At Tongon, a Type 3 feasibility study was concluded and on the strength of this the Randgold Resources board has given the green light for mine development to proceed. An initial draft of a proposed mining convention has been submitted to the Côte d'Ivoire's Ministry of Mines and Energy. Subject to agreement on this, construction of the mine will start at the end of 2008 with first gold production scheduled for the fourth quarter of 2010. Funding for Tongon has already been secured through last year's successful US$240 million private placement of shares.

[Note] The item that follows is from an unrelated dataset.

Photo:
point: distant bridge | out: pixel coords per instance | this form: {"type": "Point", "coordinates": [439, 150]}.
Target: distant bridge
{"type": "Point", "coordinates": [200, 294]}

Meanwhile the development of the Yalea underground mine at Loulo has continued to make steady progress, with the shaft advancing by a record 260 metres in January. Development ore should be accessed later this quarter with the first mining faces established by mid-year. It has been decided to replace the raiseboring shaft with an additional decline shaft to extend access to the orebody.
On the exploration front, Massawa in Senegal has emerged as a significant new drilling target. RAB drilling has returned high-grade results, confirming continuous mineralisation over a 2.8 kilometre strike length. A 5 000 metre diamond drilling programme is scheduled to start this quarter.
Chief executive Mark Bristow said at a time when the gold industry was faced with declining output and a dearth of quality projects, Randgold Resources was gearing up to grow production and profits. With Loulo targeting production of 400 000 ounces per year by 2010 and Tongon stepping in to replace the declining Morila, group attributable production was set to increase by 50% to 600 000 ounces per year by 2011. In addition, a robust exploration project portfolio led by Massawa offered additional organic growth potential.
"We're strong in equity and cash and so also well placed to make the most of any corporate opportunities that meet our profit criteria and fit in with our pure gold strategy," he said.